Dif'rent Skoolz of Thawt

Taylor Number 1, Thou standeth on sinking sand.

OWNING VS. RENTING: The debate continues.

I thought I had schooled you in this subject before, but alas, I see you still stuck in the mindset of an industrial revolutionist. Being an IP means doing whatever it takes to grow your empire until it is supporting your butt, then when you are financially set, you can buy your corvette limousine.
I realize everyone likes to own stuff. It makes us feel secure. However my logic has not wavered. I'll lay it out for all the people to see, thus showing my infinite wisdom. We'll do it over ten years so it is feasible to all.
Let me preface this exercise by saying that rent in this part of the world we live in is quite a bit less than the average mortgage, thus making this logic of mine make sense.

Owner
$216'000 - Mortgage Payment for a 300'000 house over 10 years ($1800/month)
$ 10'000 - Land tax
$ 5'000 - Improvements
___________
$231'000 - for ten years of livin'

Luckily your house has appreciated @ %5 every year for the ten years, and is now worth $346'000. So you sell, and pay the bank back the remaining 235'000 . Leaving you with 111'000 which you promptly pay income tax on to the tune of %35 (depending on your tax bracket I'm too lazy to figure it out) So you are left with 72'000. Not bad considering you lived for free the last ten years.

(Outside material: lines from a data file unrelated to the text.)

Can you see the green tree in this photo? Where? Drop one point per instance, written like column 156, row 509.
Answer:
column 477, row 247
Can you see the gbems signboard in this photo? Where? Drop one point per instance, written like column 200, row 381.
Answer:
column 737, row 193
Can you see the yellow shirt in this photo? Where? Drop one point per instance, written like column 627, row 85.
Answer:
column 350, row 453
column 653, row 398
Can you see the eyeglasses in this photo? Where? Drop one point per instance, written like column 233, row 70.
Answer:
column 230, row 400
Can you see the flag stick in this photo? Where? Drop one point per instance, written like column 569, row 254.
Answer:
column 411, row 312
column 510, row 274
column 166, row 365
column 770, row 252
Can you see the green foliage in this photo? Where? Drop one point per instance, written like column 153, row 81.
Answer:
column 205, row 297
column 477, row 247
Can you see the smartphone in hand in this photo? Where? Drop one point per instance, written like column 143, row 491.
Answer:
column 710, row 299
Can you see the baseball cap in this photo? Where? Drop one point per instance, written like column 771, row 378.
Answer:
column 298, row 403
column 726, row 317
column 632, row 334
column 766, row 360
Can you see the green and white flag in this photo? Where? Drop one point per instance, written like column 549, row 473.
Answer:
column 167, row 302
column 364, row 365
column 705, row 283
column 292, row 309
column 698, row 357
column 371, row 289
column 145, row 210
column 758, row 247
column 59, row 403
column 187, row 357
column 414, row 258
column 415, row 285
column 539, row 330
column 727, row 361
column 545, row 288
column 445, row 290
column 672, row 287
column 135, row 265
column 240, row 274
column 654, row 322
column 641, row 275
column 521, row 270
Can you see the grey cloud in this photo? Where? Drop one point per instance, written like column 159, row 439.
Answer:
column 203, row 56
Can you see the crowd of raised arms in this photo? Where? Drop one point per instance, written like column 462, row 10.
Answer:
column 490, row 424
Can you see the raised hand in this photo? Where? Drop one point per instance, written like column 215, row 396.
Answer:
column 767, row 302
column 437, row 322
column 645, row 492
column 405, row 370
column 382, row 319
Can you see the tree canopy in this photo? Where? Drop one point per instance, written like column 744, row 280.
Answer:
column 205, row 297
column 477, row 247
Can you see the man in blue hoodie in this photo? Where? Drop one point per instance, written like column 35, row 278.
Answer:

Now lets look at the other side

120'000 - Rent payment for 10 years ($1000/month)
$0 - tax
$0 - Repairs

Now, of course you've been putting the additional $800 away in an RRSP fund each month earning a modest 8%. You've earned 146'000 without taking on the risk of a high mortgage, or a volatile housing market.

Of course you could say the housing market has gone up %10 a year recently, but then you're just gambling. Tradition trends have the market going up at 4% per year.

I'm getting a headache from thinking so hard.
Does this make any sense?

Mr. Taylor (#2)

Buying a House You Can Afford

In this article, Jim Yih talks about buying only what you can afford in real estate. Some people buy sexy homes that are worth more (surely) but may pay a heavy price to do so. Also in this article he discusses 'other investing' versus putting your savings into your home.

Buying versus Renting a Home

The Vancouver Sun had this article published on December 28th. Jim Yih explains his opinion about why it's better to own a house, rather than rent one. This topic of buying a house as an investment versus saving the extra money you WOULD have spent on the mortgage and investing it wisely, is a valid and interesting discussion. So let's discuss!